Chiasmata In Bivalents Research Articles

Holocentric chromosomes in meiosis. I. Restriction of the number of chiasmata in bivalents

The number of chiasmata in bivalents and the behaviour of chiasmata during the meiotic divisions were studied in Psylla foersteri (Psylloidea, Homoptera). Two chiasmata with a frequency of 97% and one or three chiasmata with frequencies of 2% and 0.9%, respectively, were observed in the largest bivalent in male meiosis. Meiosis was normal for the largest bivalents with one or two chiasmata, whereas bivalents with three chiasmata were not capable of completing anaphase I because of their inability to resolve the chiasma located in the middle. Consequently, the bivalent was seen as a laggard joining together two metaphase II daughter plates. Apparently, cells of this kind are eliminated. Inability to resolve the chiasma situated in the middle is attributed to the condensation process, which is unable to change the spatial orientation of successive chiasma loops in holocentric bivalents so that chiasma loops would be arranged perpendicular to each other at metaphase I. Thus they retain their parallel orientation from diplotene to metaphase I. Consequently, sister chromatid cohesion is exposed for release only in the outermost chiasmata but the chiasma in the middle continues to interlock the chromosomes in the bivalent. The elimination of the cells carrying bivalents with more than two chiasmata creates a strong selection against the formation of more than two chiasmata in holocentric bivalents.
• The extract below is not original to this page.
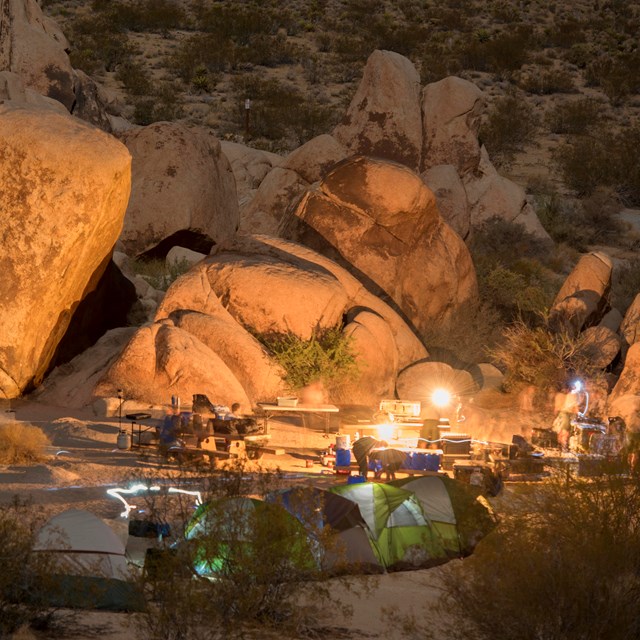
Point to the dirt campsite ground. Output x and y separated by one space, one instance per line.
84 462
An analysis of co-orientation in mitosis and meiosis

In this paper the type and the process of orientation of chromosomes during prometaphase of mitosis and meiosis are discussed. A theory is proposed suggesting that two principal factors govern the orientation of both mitotic chromosomes (as associated pairs of sister chromatids) and of meiotic bivalents (associated pairs of homologous chromosomes). The first of these factors is that orientation is achieved principally by the presence in either chromosomes or bivalents of two independently acting centromeres linked one to another, the linking being achieved through the chiasmata in bivalents, and the at present little understood substance or structure maintaining the association of chromatids of a mitotic chromosome. Orientation takes place in linked centromere pairs. The second factor is considered to stem from the capacity of one centromere to become influenced and oriented to one of the two spindle poles. Through these two factors stable orientation along the metaphase equator is achieved, with one of the pair of associated centromeres being influenced and directed to one pole, the other to the opposite pole, with the chromosome or bivalent remaining in this position because of the linking device shared between the two members of each. The movements involved in bringing about this orientation are also discussed.